Founded by two women in the interior design field and based in Seattle, Stylyze offers "enterprise solutions to the home and fashion retail verticals," according to its website. In addition to Neiman Marcus, which said it first partnered with Stylyze three years ago, the platform works with Target, Build.com and Zulily, among others.
Neiman said it can afford these plans thanks to "renewed financial flexibility," derived from last year's bankruptcy restructuring and subsequent debt refinancing. At April's end, its outstanding debt was $1.1 billion, down from $5.1 billion a year ago. The company has liquidity of more than $850 million, up from $132 million a year ago, with no borrowings against a $900 million revolver, per its release.
Department stores, declining for decades now, are missing out on the retail recovery taking place as the pandemic wanes across much of the country.
In May, for example, even as apparel sales rose 13.1% from 2019, department store sales fell 1.7%. And while store traffic rose at off-price retailers in recent weeks compared to 2019, traffic fell at department stores, according to a client note from Morgan Stanley analysts citing Placer.ai data.
Against this backdrop, Neiman Marcus wasted no time recharging its e-commerce focus shortly after exiting bankruptcy last year. The retailer's existing digital efforts also came in handy all last year as it swiftly expanded a tech-enabled remote styling service pilot in order to stay in communication with customers during the pandemic.
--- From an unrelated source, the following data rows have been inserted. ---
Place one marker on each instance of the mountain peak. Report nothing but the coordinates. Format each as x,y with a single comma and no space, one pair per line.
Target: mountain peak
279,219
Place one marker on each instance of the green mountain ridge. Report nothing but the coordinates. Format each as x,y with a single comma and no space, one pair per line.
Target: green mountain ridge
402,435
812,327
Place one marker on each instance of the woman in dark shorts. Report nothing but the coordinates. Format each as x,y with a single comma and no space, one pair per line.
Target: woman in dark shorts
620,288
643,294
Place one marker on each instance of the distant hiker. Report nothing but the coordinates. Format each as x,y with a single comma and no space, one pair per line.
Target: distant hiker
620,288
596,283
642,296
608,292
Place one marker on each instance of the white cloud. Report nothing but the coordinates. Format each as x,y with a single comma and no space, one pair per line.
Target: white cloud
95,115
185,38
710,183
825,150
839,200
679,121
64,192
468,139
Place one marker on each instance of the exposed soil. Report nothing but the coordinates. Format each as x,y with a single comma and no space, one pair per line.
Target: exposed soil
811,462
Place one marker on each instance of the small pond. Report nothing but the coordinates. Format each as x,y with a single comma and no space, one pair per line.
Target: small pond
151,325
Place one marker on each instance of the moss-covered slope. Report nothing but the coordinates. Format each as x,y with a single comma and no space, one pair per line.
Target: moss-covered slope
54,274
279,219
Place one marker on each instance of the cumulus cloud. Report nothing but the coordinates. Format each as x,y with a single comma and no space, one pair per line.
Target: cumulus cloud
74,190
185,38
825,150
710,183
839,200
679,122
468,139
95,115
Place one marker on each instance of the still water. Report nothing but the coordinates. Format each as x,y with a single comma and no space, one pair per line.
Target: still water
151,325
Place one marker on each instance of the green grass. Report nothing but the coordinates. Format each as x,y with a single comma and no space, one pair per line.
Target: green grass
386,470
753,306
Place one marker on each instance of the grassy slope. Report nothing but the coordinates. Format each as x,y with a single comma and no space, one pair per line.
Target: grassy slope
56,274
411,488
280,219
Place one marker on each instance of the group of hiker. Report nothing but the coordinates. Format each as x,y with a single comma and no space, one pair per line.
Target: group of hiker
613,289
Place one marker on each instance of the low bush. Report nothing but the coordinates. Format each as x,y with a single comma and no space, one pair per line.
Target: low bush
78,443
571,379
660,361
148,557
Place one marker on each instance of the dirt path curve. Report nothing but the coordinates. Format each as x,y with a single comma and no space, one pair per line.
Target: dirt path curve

"We are capitalizing on our momentum and reimagining how we look at omnichannel," CEO Geoffroy van Raemdonck said in a statement. "We're focused on creating an integrated luxury retail experience that spans our premium store footprint, largest U.S. luxury e-Commerce platform, and our differentiated remote-selling channel powered by our clienteling tool, CONNECT."
That momentum includes, compared to 2019, "recent double- and triple-digit growth ... for our top luxury brands" and flat comps during March and April, the company said Tuesday. Its third quarter results "were generally ahead of plan and showed signs that the business has begun to return to pre-pandemic levels with a strong e-commerce business, accounting for approximately 35 percent of revenue," the company also said.
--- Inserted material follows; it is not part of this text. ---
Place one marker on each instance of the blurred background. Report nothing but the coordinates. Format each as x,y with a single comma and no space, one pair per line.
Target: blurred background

Once Stylyze and Neiman Marcus finalize their deal, the platform would shed its other clients, a company spokesperson said by email. That means the department store wouldn't benefit from the kind of outside revenue stream that Target gets from Shipt. Stylyze's team would remain at their Seattle headquarters and work remotely, the spokesperson also said.
Editor's note: This story has been updated to provide additional details about the companies' plans.